Snake Learning: A Communication- and Computation-Efficient Distributed Learning Framework for 6G
Xiaoxue Yu, Xingfu Yi, Rongpeng Li, Fei Wang, Chenghui Peng, Zhifeng Zhao, Honggang Zhang
TL;DR
Snake Learning addresses core challenges of 6G distributed learning by using serpentine, layer-wise updates that sequentially train designated middle layers across heterogeneous nodes, reducing synchronization, memory, and communication demands. The framework integrates Service Provider, Process Controller/Engine, and Local Manager/Engine components and leverages Knowledge Distillation to mitigate inter-node data heterogeneity, with CS and P2P deployment modes. Feasibility studies on CIFAR-10 with VGG-11 and LLM fine-tuning on OPT-1.3B and Llama-3-8B demonstrate faster convergence, substantially lower memory usage (e.g., from ~19.37 GB to ~3.13 GB), and notable communication savings while maintaining competitive accuracy. These results indicate strong potential for edge-native AIaaS in 6G, though open research directions include API interoperability, fine-grained layer assignment, and robust resource scheduling across dynamic networks.
Abstract
In the evolution towards 6G, integrating Artificial Intelligence (AI) with advanced network infrastructure emerges as a pivotal strategy for enhancing network intelligence and resource utilization. Existing distributed learning frameworks like Federated Learning and Split Learning often struggle with significant challenges in dynamic network environments including high synchronization demands, costly communication overhead, severe computing resource consumption, and data heterogeneity across network nodes.
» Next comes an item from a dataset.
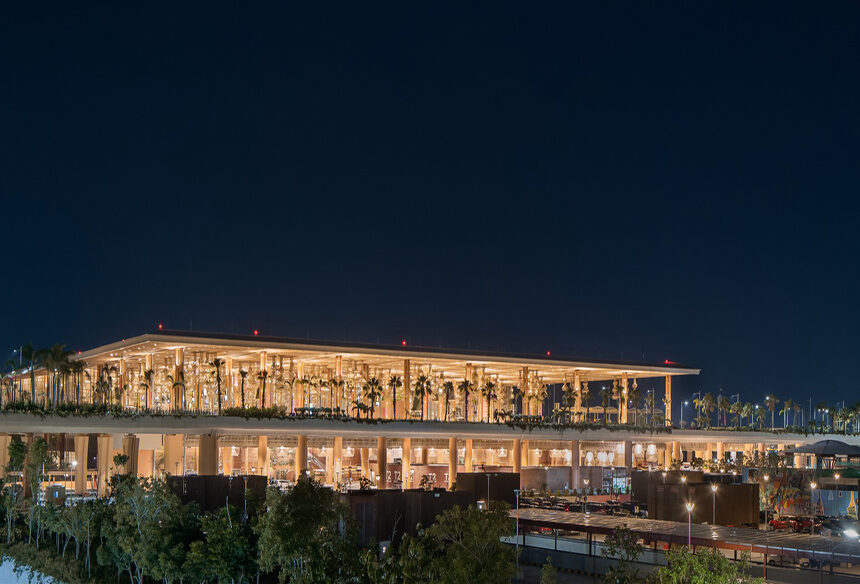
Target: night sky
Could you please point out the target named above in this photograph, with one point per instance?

These obstacles hinder the applications of ubiquitous computing capabilities of 6G networks, especially in light of the trend of escalating model parameters and training data volumes. To address these challenges effectively, this paper introduces ``Snake Learning", a cost-effective distributed learning framework. Specifically, Snake Learning respects the heterogeneity of inter-node computing capability and local data distribution in 6G networks, and sequentially trains the designated part of model layers on individual nodes. This layer-by-layer serpentine update mechanism contributes to significantly reducing the requirements for storage, memory and communication during the model training phase, and demonstrates superior adaptability and efficiency for both classification and fine-tuning tasks across homogeneous and heterogeneous data distributions.